Hopefully, baby Brenda will be fine, too.
But, it's a setback when Dr. Cohen sees firsthand the size of her damaged heart.
"This heart is five times what it should be," he said.
Clearly, Brenda needs the Berlin heart.
While it's assembled, Dr. Cohen and the rest of his team spend more than an hour getting Brenda off ECMO and onto another life-support system, a heart lung machine.
"And you'll see the heart slow down and stop. You can see the heart change, it's a different color now it's not pink. It's not beating anymore."
Beeps from the monitor no longer echo in the room. Brenda's heart sits silent. Unmoving, it allows Dr. Cohen to do his work.
This is only the sixth time he's implanted the Berlin Heart into a child. Even so, he's among a handful of surgeons in the country who has the experience to do it.
It was three years ago when a toddler named Angel received the region's first Berlin Heart. Dr. Cohen performed the breakthrough operation and made medical history in the Northwest.
The experimental heart kept Angel alive until he could get a transplant. A month-and-a-half later, he did.
Dr. Cohen successfully completed that surgery, too.
"If we don't do things like that, our patients won't get hearts," he said.
Today he continues to work tirelessly with researchers to perfect the Berlin heart and make it available to kids across the country.
Why is it so important to make sure the FDA approves it?
"When a kid has end stage heart failure so their heart doesn't pump well anymore, they're going to die and there are not a lot of options to get them from the point where their heart is failing and a heart becomes available. And we're all well aware of the fact that there's a shortage of organs," said Dr. Cohen. "So the Berlin Heart offers hope. But we are able to put this in and the patients can actually be on the floor and they can interact with their parents, they can go to the playroom, they can go outside, they can still eat food, they can be healthy, and they can be healthy and they can wait for a heart transplant. "

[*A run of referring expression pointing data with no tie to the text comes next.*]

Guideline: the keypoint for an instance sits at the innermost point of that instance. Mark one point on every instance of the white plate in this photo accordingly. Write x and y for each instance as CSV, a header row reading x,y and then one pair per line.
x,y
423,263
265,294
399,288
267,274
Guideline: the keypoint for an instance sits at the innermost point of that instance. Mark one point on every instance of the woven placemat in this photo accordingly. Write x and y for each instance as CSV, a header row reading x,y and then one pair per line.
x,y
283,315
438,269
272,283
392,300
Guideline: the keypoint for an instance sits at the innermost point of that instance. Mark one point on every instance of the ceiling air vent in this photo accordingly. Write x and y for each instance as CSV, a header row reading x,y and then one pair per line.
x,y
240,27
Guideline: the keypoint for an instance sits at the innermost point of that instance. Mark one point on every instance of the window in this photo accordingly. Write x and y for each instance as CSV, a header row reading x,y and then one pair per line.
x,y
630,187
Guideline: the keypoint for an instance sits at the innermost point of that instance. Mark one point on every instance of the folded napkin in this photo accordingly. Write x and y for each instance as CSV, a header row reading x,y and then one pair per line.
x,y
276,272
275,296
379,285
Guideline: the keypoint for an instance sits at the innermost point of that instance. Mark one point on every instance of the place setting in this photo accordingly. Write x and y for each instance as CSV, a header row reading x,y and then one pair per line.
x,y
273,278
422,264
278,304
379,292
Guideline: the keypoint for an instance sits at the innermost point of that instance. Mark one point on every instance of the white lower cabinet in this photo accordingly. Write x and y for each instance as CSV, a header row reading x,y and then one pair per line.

Baby Brenda's operation began early on a drizzly morning. It is now almost noon. For the past three hours Dr. Gordon Cohen and his team have been on the job -- standing in one place -- focusing on giving their nine month old patient a Berlin Heart.
Finally Dr. Cohen begins attaching the experimental device to his patient.
"We put it into the heart, it comes through the diaphragm and out the abdominal wall. So this valve here functions very much like a mitral valve would.
The artificial heart flutters and then rhythmically pumps blood - and life - through Brenda. It does the work her damaged heart cannot.
"And at the time of the transplant obviously we take the heart out, take this out and put a new heart in," said Dr. Cohen.
Two more hours tick away before the last stitch is made. It seems like a long time, but not to a surgeon who can spend as many as 18 hours in one surgery.
Still, there's no time for a coffee break, Dr. Cohen immediately heads to the waiting room. He doesn't want Brenda's parents to worry one minute longer.
The family doesn't speak English. An interpreter helps Dr. Cohen explain what just happened to their baby.
"And here she's just closed up with staples and those will come out in a few days, the staples won't hurt. And right now she's doing OK," he says.
The surgery is a success, but Brenda isn't out of the woods yet. She still needs a heart transplant. When that time comes, Dr. Cohen will once again be by her side.